Sahte Dervişin Hikâyesi

Tasavvuf hareketi şekilden çok ruha, kabuktan çok öze önem veren bir hayat tarzıdır. Zira tasavvuf zâhirin değil, bâtının yani kalbin ve ruhun terbiyesi ile uğraşır. Sufilere göre iç âlemini temizleyenin dış âlemi kendiliğinden güzelleşir bunun aksine iç âlem terbiye edilmeden zâhir güzelliği bir fayda getirmez.

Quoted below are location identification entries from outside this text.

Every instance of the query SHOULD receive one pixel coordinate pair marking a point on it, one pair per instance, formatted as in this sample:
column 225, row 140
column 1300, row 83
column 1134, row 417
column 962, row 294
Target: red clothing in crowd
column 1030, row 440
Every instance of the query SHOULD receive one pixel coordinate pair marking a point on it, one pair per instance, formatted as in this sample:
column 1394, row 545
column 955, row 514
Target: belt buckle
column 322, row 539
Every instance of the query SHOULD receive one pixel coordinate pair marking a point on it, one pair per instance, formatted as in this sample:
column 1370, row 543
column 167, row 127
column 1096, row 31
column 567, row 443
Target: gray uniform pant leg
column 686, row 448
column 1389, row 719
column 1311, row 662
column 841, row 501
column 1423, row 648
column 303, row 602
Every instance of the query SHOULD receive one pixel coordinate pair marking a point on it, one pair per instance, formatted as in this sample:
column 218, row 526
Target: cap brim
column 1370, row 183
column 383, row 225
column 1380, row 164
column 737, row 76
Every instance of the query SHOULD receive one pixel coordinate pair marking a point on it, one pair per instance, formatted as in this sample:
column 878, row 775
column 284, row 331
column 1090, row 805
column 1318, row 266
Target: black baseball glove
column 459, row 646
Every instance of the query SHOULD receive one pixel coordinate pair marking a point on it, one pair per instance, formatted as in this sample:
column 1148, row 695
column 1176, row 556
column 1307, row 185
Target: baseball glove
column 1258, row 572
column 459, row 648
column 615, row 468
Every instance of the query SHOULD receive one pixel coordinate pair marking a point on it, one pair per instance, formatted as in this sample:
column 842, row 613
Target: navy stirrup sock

Ne var ki her ilim dalında mübtedilerin terbiyesi için bazı kıyafetle ilgili kuralların takip edilmesi kaçınılmazdır. Hocaların ve talebelerin kendine mahsus elbiseleri böyle bir gerekliliğin sonucunda ortaya çıkmıştır. Tabiî olarak bu tür bir şekilcilik tarikat erbabı içinde gerekli olmuş, zamanla her tarikat erbabının giydiği bir kisvesi, başına taktığı farklı büyüklüklerdeki tacı, muhtelif modellerde hırkaları ortaya çıkmıştır. Bu tür sembollerin dervişin eğitim sürecinde faydalı olduğu düşünülmüş, tarikat kıyafetleri ile dolaşan birinin normal birisi gibi nahoş hareketler yapamayacağı tasavvur edilmiştir.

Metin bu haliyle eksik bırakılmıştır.